Colour mixing is a very satisfying and interesting activity and can make those little pieces of left over wax precious and valuable.

Adding white makes any colour a lighter pastel shade with a more opaque hue.

Adding clear wax weakens the colour intensity, making the hue paler and more translucent.

Mixing colours creates new hues - basic colour mixing knowledge applies to wax colour:

Red  + Yellow = Orange
Red  + Blue     = Purple
Blue + Yellow = Green
To get ready for a mixing session clear off your work area, then lay out the upturned iron in the form of a mini hotplate, and get your mixing utensils, molds and cleaning tissues at hand. You also need the small pieces of wax colours - I usually group these into reds, yellow, greens, etc.

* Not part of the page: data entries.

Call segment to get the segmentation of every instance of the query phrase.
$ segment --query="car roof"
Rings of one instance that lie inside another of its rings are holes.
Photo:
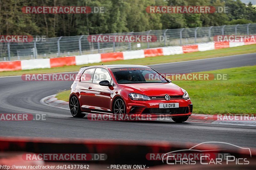
[[[147,66],[141,65],[133,65],[132,64],[113,64],[109,65],[94,65],[90,66],[90,68],[93,67],[106,67],[110,69],[117,69],[119,68],[149,68]]]

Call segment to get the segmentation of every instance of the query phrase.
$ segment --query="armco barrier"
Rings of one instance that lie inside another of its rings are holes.
[[[163,53],[163,49],[152,48],[144,50],[144,54],[145,57],[155,57],[164,55]]]
[[[0,71],[80,65],[120,60],[180,54],[256,44],[256,39],[255,41],[254,40],[250,40],[250,41],[252,42],[209,42],[181,46],[167,47],[123,52],[88,54],[50,59],[35,59],[22,60],[21,62],[0,62]]]
[[[21,61],[21,70],[51,68],[49,58],[26,60]]]
[[[204,51],[214,49],[214,42],[206,43],[200,43],[198,44],[198,50],[199,51]]]
[[[141,58],[145,57],[144,50],[124,51],[123,52],[123,55],[124,60]]]
[[[122,52],[102,53],[101,55],[102,62],[124,60],[123,53]]]
[[[89,63],[100,63],[101,62],[101,56],[100,54],[88,54],[87,55],[88,57],[88,62]]]
[[[166,163],[164,164],[161,160],[148,160],[149,154],[164,154],[172,151],[188,150],[196,145],[191,143],[182,144],[152,140],[138,141],[98,139],[68,139],[16,137],[1,138],[0,144],[0,153],[15,152],[45,154],[104,153],[107,157],[105,160],[85,162],[105,164],[144,164],[148,166],[166,165]],[[221,146],[221,144],[203,144],[195,148],[200,151],[214,150],[214,153],[228,153],[236,158],[244,157],[251,158],[250,152],[248,150],[235,148],[235,149],[229,150],[223,145],[222,147]],[[256,154],[255,150],[251,149],[251,151],[252,157],[253,158]]]
[[[230,42],[229,47],[234,47],[244,45],[244,42]]]
[[[89,63],[88,55],[76,55],[76,65],[81,65]]]
[[[183,54],[183,50],[180,46],[167,47],[163,48],[163,53],[164,55],[180,54]]]
[[[75,65],[76,65],[76,57],[73,56],[50,58],[50,64],[51,68]]]
[[[214,48],[215,49],[228,48],[229,47],[229,43],[228,42],[214,42]]]
[[[198,51],[198,45],[197,44],[182,46],[183,53],[193,53]]]
[[[21,70],[20,61],[0,62],[0,71]]]

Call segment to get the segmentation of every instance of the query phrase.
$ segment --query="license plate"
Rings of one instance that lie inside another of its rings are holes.
[[[176,108],[179,107],[179,103],[159,103],[159,108]]]

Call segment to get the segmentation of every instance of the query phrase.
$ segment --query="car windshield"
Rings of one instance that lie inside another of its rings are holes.
[[[124,68],[111,70],[119,84],[168,83],[150,68]]]

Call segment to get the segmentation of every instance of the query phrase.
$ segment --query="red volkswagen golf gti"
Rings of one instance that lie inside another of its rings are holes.
[[[181,122],[192,113],[188,92],[146,66],[82,67],[77,78],[69,100],[74,117],[107,114],[121,120],[132,115],[161,115]]]

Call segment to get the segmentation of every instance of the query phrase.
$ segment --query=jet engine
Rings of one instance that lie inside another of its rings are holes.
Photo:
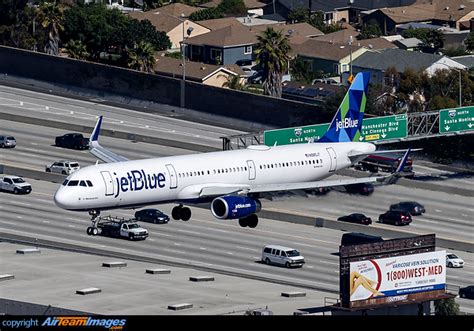
[[[245,218],[258,213],[262,209],[259,200],[240,196],[223,196],[215,198],[211,203],[211,212],[219,219]]]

Have some extra white blocks handy too, especially if you intend to make lots of pastel shades.
These inexpensive small stainless steel saucepans are actually small measuring cups, normally sold in sets of different sizes in super markets and cook shops. They are ideal for this activity and allow easy cleaning after use, whilst avoiding the contamination that other metals like aluminum can make in colour mixing.
Collect together the pieces that you want to mix and place them in the mixing container.
Put the container onto the mini iron hotplate with the temperature already set to around low / medium. You do not need to use a hotter temperature and if the iron is left on too hot the wax will fume and create a hazy in the room - open a window to provide ventilation anyway.

As the colours melt give them a stir occasionally to blend all the pigments in the new mix. You may choose to add more bits of colour to lighten or darken or change the bias of the colour.
Example: add more white to lighten the shade and more blue to make a red violet colour more of a purple.

When all the lumps have melted and been mixed into an even colour that you like it is time to pour out the wax into a mold.

CARE: check the temperature of the handle carefully before grabbing it - you may need a protective cloth or similar if the handle has got hot!

Empty out the mixing container completely into a mold of some sorts - like this beekeepers wax mold - paper cake cases or aluminum pie cases also work well. Even strong plastic ice cube containers can be good.

Allow the wax plenty of time to cool down - it will shrink slightly during this process. It can help to speed up the cooling if you lay the containers next to an open window.

If it is difficult to get the wax out once the colours have cooled then try putting the mold into a freezer for a few minutes to shrink the wax even more.

New colours that can be made especially for your projects. No waste and another fun and creative experience.

Colour mixing can teach a lot about how the differing hues combine to form new ones. Enjoy this economic and rewarding activity!